NHL Sells Soul to ESPN

DENVER, CO – Before getting to the headline: NHL Sells Soul to ESPN, let’s consider the following:

Baseball: Nine players stand still for ninety percent of a three-hour time period. Average baseball injury report: Amed Rosario to miss time due to quad tightness.

Baseketball: Five players aside jog back and forth for forty minutes. Average basketball injury report: Devin Booker dealing with knee soreness.

Football: Twenty two players run into each other repeatedly. Average football injury report: Kyler Murray, blah blah twelve medical words, requires offseason surgery.

Hockey: Six skaters a side reach speeds of up to 30-mph while being abruptly stopped repeatedly by a wall. Average hockey injury report: Upper body injury: Igor Shesterkin takes a puck to the face then gets his head bounced off the ice. Igor is day-to-day after continuing to play after the incident.

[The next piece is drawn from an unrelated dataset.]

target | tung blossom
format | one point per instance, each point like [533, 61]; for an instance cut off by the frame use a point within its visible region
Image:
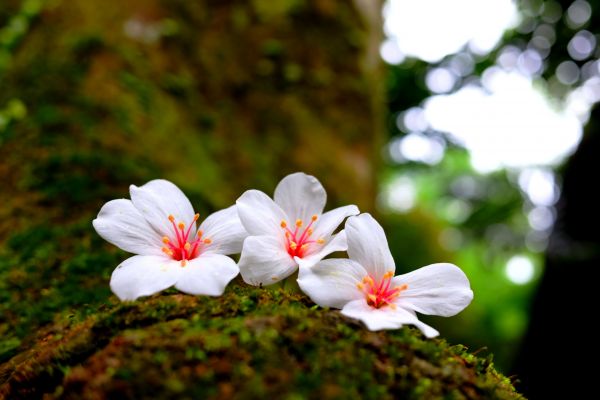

Some on this site have expressed their dismay at the lack of transparency in hockey’s injury reporting. I personally love it. This is just one aspect of sports inherent toughness that no other sport requires. It takes gumption to sign up for a sport where your job is to allow other large humans to fire a rock hard piece of rubber at you while you intentionally get in the way. It takes some moxie to sign up for a sport wherein mistakes of conduct are met with fisticuffs. It takes grit to sign up for a sport that on the margin will cost you a king’s ransom in dental work.

What does this have to do with the price of tea in China? I fear the new ESPN/ABC/Disney deal is going to dilute the game. NBCSN allowed hockey to live in a safe space for the majority of the last fifteen years. Hockey players and analysts could be hockey players and analysts. Coaches by and large have been able to say and do things that coaches in other leagues might not get away with because their comments weren’t taken out of context. Referees compared to other leagues have received far less criticism for letting the boys play.

So what happens to hockey when it’s back on ESPN, where the average pundit/influencer is looking for a bad college basketball game to watch and trips over a bad Ducks vs Kings game on a Wednesday? What happens when ESPN starts covering hockey on shows like First Take and Get Up? I’ll tell you what. Non-hockey people will be commenting on hockey. They will be doing so on a larger platform with greater reach. Their words along with the money that comes with the ESPN contract will change the game negatively.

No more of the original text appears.